Д.ф.н. О. И. Половинкина (РГГУ) начала свои рассуждения («От “итальянского буффо” к “лорду Пьеро”: ирония как “фундаментальная характеристика модерности”») с анализа 42-го «ликейского» фрагмента Шлегеля, где ирония описывается как «мимическая манера обыкновенного хорошего итальянского буффо». «Buffo» Шлегеля — площадной шут, персонаж уличной пантомимы или итальянской комической оперы, чья иррациональная нелепость, эксцентричность остраняет «обусловленное», позволяет подняться над целым миром и собственным творением, от «обусловленного» к безусловному.
В образе буффона-Пьеро — от клоуна, в прыжке воспаряющего к звездам в стихотворении Т. де Банвиля «Le saut du tremplin», до меланхолического лорда Пьеро Ж. Лафорга — отражаются разные стадии осмысления иронии как «фундаментальной характеристики модерности» (Х. Фергюсон). Ш. Бодлер видит сущность иронии в удвоении, объясняя ее как мгновенно возникающую возможность «присутствовать в качестве стороннего наблюдателя феномена собственного я». В глазах писателей XIX века Пьеро является «картонным двойником» современного человека, «по его шальным трюкам мы узнаем свои собственные», по слову Гофмана. Начиная с эпохи Шлегелей, Пьеро выступает в качестве персонажа «новой мифологии» (Ж. Старобинский), фиксирующего важнейшие значения, связанные с самосознанием модерности.  

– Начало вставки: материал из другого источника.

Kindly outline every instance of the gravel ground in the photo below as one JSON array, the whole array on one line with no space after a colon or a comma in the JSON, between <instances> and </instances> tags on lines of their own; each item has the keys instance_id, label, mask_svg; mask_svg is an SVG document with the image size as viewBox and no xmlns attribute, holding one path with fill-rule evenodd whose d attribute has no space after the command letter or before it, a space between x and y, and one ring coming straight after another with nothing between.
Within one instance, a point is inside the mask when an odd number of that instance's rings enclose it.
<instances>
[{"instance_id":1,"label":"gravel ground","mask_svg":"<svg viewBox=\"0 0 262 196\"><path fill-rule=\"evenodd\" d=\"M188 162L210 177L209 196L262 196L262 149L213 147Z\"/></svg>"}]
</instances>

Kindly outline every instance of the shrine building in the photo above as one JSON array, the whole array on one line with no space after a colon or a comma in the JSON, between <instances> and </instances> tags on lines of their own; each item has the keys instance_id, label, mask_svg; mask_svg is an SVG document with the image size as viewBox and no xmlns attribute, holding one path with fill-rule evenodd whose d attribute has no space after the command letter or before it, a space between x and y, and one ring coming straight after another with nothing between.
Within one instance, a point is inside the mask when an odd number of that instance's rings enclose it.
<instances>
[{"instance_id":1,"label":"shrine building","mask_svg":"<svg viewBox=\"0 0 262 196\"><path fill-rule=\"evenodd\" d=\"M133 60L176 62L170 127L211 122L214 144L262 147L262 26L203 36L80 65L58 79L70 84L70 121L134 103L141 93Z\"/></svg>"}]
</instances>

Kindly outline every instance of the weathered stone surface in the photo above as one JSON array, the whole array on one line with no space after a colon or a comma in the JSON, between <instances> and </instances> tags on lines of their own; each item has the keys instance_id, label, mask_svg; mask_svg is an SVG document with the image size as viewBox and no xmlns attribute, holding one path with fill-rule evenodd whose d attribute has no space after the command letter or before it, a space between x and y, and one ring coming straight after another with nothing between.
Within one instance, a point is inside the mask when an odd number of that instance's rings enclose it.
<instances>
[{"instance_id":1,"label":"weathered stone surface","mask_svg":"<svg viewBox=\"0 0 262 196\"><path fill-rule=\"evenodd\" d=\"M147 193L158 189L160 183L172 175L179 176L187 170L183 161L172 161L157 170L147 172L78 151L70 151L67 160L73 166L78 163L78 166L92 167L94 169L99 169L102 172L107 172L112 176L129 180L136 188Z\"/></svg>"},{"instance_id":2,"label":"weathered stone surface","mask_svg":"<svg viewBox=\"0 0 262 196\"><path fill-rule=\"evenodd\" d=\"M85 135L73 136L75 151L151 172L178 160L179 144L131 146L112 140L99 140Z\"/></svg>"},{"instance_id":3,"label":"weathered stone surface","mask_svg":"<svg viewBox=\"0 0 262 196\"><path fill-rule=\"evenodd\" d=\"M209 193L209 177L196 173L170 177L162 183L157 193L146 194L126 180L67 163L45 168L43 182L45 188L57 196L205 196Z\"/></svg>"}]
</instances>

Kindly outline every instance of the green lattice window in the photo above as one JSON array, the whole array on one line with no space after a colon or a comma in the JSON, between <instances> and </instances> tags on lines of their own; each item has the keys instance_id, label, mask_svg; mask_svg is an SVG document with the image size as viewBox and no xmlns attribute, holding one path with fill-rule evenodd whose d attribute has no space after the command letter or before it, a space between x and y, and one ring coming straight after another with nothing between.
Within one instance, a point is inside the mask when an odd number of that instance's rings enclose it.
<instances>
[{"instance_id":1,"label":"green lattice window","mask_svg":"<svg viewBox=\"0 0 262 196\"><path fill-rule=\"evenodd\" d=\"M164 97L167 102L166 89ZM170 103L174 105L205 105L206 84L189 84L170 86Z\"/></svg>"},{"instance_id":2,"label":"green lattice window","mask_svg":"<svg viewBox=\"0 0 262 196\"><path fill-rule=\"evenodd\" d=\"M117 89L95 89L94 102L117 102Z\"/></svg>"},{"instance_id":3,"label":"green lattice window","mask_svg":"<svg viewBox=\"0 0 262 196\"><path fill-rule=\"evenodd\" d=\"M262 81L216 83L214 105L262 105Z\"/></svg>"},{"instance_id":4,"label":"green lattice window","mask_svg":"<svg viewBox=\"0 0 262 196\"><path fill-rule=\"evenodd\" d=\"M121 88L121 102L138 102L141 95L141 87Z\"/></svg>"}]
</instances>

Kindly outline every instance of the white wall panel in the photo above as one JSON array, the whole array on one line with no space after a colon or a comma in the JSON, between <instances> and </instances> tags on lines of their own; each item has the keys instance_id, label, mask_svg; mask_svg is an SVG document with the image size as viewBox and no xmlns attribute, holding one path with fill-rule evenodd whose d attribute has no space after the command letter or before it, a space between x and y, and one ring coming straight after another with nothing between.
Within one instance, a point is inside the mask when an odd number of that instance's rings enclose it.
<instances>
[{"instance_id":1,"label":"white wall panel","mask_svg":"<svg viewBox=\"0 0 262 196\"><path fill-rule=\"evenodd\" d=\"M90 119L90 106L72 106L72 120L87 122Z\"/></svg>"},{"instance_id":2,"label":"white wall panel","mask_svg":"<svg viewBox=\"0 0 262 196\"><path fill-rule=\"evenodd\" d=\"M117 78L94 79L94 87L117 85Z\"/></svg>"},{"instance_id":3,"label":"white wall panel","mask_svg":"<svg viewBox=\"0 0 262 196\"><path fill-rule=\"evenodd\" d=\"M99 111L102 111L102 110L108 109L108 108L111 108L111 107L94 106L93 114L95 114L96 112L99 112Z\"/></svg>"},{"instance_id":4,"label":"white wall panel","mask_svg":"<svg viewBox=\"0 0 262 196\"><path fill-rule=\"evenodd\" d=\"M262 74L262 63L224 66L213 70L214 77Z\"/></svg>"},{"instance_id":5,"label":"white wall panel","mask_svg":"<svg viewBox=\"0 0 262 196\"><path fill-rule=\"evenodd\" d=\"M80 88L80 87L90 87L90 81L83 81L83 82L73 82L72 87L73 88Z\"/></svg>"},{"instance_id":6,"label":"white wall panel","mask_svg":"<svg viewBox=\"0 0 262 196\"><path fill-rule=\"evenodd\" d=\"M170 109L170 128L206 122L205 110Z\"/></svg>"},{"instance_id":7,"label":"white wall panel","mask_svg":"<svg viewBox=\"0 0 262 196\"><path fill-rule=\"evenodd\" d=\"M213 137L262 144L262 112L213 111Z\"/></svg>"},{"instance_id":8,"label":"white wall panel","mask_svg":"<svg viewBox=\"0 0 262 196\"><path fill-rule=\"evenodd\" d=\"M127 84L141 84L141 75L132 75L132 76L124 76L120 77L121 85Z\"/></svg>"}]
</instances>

Д.ф.н. А.В.Коровин (МПГУ) представил результаты своих разысканий в докладе «Искусство, которое стало наукой, и наука, которая стала искусством: Ф. Шлегель, Х. Стеффенс и датские романтики», где речь шла об интересном факте раннеромантического культурного «посредничества». Хенрик Стеффенс хорошо известен как один из участников йенского кружка романтиков. Менее популярен его главный труд: «Введение в естественную историю земли» (Beyträge zur innern Naturgeschichte der Erde, 1801), в котором наблюдается стремление преодолеть противоречия между наукой и искусством, и где магическим инструментом этого преодоления называется фантазия. Уже в 1802 г. Стеффенс познакомил поэта А.Г. Эленшлегера с принципами новой философии и эстетики, которые прочно укоренились на датской почве и дали свои плоды в науке и искусстве.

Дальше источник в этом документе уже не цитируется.